Tom Denton, director of engineer for white-label navigation supplier NNG, sees automated vehicles as saving the day. Navigation will have to be embedded, he reasons, because self-driving vehicles will rely on robust mapping to get around, sometimes regardless of a human driver.
“Every vehicle should have navigation,” Denton tells the crowd, noting the cost is coming down significantly and now vehicles as inexpensive as the Renault Dacia, $14,000-$17,500 (€12,000- €15,000) have it. Renault is seeing an 80% take rate for the optional navigation system in the youth-focused car, supplied by NNG, which Denton says surprised the supplier and shows buyers “trust the car more than they trust the phone.”
However, panelists agree the poor reviews of navigation/infotainment systems among vehicle buyers is deserved, as they say automakers often crammed them with features first and thought of ease-of-usability and interface design second, if at all.
“What I’m very impressed by is the appetite and understanding (from OEMs) that they’re behind,” says Lonnie Arima, head of Auto OEM business at Magellan. “I think the things we’re trying to do as an industry are headed in the right direction…we’re in the beginning stages of a nine-inning game,” he says.
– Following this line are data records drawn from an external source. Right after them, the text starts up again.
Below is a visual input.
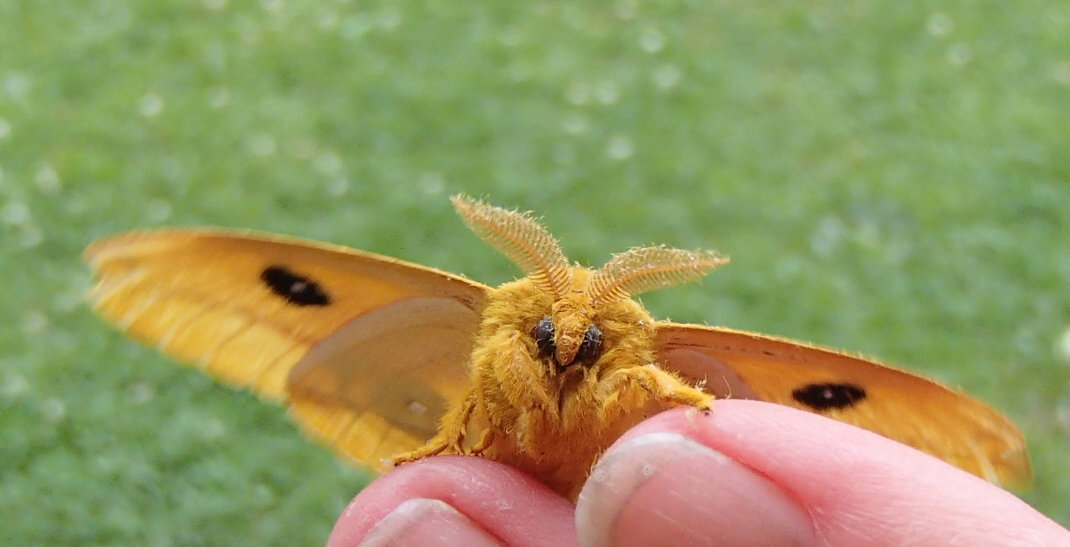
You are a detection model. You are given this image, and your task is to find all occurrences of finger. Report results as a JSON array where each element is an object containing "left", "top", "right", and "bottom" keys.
[
  {"left": 577, "top": 400, "right": 1067, "bottom": 546},
  {"left": 328, "top": 456, "right": 576, "bottom": 547}
]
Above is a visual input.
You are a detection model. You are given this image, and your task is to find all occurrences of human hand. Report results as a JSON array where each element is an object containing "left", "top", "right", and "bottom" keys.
[{"left": 328, "top": 400, "right": 1068, "bottom": 546}]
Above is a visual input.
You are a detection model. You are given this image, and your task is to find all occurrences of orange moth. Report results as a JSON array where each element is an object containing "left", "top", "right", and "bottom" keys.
[{"left": 85, "top": 195, "right": 1031, "bottom": 499}]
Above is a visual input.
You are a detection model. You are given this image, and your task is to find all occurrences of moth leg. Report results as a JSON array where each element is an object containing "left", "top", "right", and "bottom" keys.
[
  {"left": 470, "top": 428, "right": 495, "bottom": 456},
  {"left": 639, "top": 364, "right": 715, "bottom": 409},
  {"left": 599, "top": 364, "right": 714, "bottom": 415},
  {"left": 393, "top": 391, "right": 479, "bottom": 465}
]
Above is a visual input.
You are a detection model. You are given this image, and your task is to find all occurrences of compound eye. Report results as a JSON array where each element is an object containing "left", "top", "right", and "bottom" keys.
[
  {"left": 534, "top": 317, "right": 556, "bottom": 357},
  {"left": 575, "top": 324, "right": 603, "bottom": 364}
]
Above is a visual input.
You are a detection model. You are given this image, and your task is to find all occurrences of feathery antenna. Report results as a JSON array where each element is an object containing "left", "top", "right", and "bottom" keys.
[
  {"left": 451, "top": 195, "right": 573, "bottom": 297},
  {"left": 588, "top": 246, "right": 728, "bottom": 304}
]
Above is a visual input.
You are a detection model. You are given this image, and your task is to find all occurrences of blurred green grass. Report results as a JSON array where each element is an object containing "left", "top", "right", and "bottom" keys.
[{"left": 2, "top": 0, "right": 1068, "bottom": 543}]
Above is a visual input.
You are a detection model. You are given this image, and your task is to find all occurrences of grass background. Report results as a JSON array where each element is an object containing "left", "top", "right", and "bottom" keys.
[{"left": 3, "top": 0, "right": 1069, "bottom": 544}]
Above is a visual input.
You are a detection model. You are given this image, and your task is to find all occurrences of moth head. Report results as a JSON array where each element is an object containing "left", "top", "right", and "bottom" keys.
[
  {"left": 543, "top": 270, "right": 603, "bottom": 368},
  {"left": 452, "top": 195, "right": 728, "bottom": 370}
]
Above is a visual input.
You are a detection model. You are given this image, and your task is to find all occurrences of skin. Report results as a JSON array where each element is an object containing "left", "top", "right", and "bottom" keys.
[{"left": 330, "top": 400, "right": 1069, "bottom": 547}]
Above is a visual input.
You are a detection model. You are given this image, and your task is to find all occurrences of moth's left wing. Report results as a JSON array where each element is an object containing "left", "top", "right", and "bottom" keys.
[
  {"left": 654, "top": 322, "right": 1032, "bottom": 489},
  {"left": 86, "top": 229, "right": 491, "bottom": 471}
]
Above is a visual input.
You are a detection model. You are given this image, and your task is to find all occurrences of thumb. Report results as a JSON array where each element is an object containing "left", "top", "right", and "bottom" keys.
[{"left": 576, "top": 400, "right": 1066, "bottom": 546}]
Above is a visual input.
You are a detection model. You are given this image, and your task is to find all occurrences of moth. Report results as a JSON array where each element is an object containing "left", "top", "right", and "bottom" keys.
[{"left": 85, "top": 195, "right": 1031, "bottom": 499}]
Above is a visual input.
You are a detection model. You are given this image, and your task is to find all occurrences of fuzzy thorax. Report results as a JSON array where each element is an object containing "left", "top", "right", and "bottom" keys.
[{"left": 460, "top": 268, "right": 707, "bottom": 497}]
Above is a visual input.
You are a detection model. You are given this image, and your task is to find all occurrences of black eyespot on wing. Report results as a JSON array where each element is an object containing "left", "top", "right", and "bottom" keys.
[
  {"left": 534, "top": 317, "right": 556, "bottom": 357},
  {"left": 792, "top": 382, "right": 866, "bottom": 411},
  {"left": 260, "top": 265, "right": 331, "bottom": 306},
  {"left": 576, "top": 324, "right": 603, "bottom": 364}
]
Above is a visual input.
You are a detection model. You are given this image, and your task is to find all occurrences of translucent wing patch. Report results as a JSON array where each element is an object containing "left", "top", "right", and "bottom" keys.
[{"left": 286, "top": 297, "right": 479, "bottom": 468}]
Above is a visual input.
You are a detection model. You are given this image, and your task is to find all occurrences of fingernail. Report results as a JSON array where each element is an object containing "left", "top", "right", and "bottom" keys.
[
  {"left": 359, "top": 498, "right": 502, "bottom": 547},
  {"left": 576, "top": 433, "right": 814, "bottom": 547}
]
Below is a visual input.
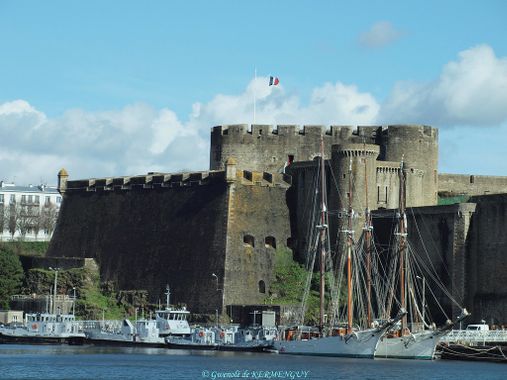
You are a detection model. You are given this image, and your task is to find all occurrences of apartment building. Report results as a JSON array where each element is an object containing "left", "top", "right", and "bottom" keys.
[{"left": 0, "top": 182, "right": 61, "bottom": 241}]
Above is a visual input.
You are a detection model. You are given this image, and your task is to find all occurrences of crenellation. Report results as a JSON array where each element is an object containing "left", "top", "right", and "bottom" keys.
[
  {"left": 251, "top": 124, "right": 273, "bottom": 135},
  {"left": 276, "top": 125, "right": 297, "bottom": 136},
  {"left": 300, "top": 125, "right": 325, "bottom": 136}
]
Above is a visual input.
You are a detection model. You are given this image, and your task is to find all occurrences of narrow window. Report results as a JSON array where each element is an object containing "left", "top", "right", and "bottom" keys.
[
  {"left": 243, "top": 234, "right": 255, "bottom": 247},
  {"left": 258, "top": 280, "right": 266, "bottom": 294},
  {"left": 265, "top": 236, "right": 276, "bottom": 249},
  {"left": 288, "top": 155, "right": 294, "bottom": 165},
  {"left": 470, "top": 175, "right": 475, "bottom": 184}
]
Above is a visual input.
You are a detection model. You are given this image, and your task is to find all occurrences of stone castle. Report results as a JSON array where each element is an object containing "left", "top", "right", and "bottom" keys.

Adds Dondlinger: “There’s been very little thought put into human-centered design,” noting many apps have been added that are merely “bullet points on a features’ list.”
Of navigation-software creation, NNG’s Denton says his company and OEMs are working more closely than ever as OEMs realize the errors of their past ways.
“The OEMs let the phones onto the dash, because it was a superior technology. Now they’re realizing they have to catch up,” he says.
With many people who have in-car navigation admitting to using it infrequently, Dondlinger says Garmin is working on raising usability rates.
The supplier, which is a navigation software and hardware supplier for the auto industry, as well as the aviation and marine industries, has a product integrating what it says is more useful weather data than the forecasts and low-resolution radar currently available in vehicles.
Integrating real-time weather into drive routes, on a “minute-by-minute, mile-by-mile” basis, will allow drivers to see hail or any other condition they’d rather avoid.
Garmin also is looking to integrate navigation with more robust parking data, with Dondlinger noting setting a route usually brings someone to a main entrance of a building, rather than a place to put their vehicle.
The supplier will show navigation with more useful weather and parking data at the 2018 CES in Las Vegas in January. However, it is available now, with a predicted two-to-three (2- to 3-year?) introduction timeline based on how quickly OEMs have integrated new infotainment technology in the past.
Trying to bolster usability of navigation is something Magellan is focusing on, too, Arima says. One way it is trying to do that is through dash-cam integration. The supplier sees dash cams as a growing business, noting the U.S. is far behind countries such as Russia where the products are commonplace. While they are used there for anti-corruption reasons – getting video of someone who may jump in front of a car for insurance purposes – Magellan wants to popularize them in the U.S. as a tool for employers to keep track of delivery trucks, or parents to monitor their teenage drivers.
“Magellan is making a big investment into dash cams and into videos…We think navigation (can be enhanced) by adding more video,” he says, predicting 20 cameras will be on vehicles in the future, compared to just a backup camera commonplace today.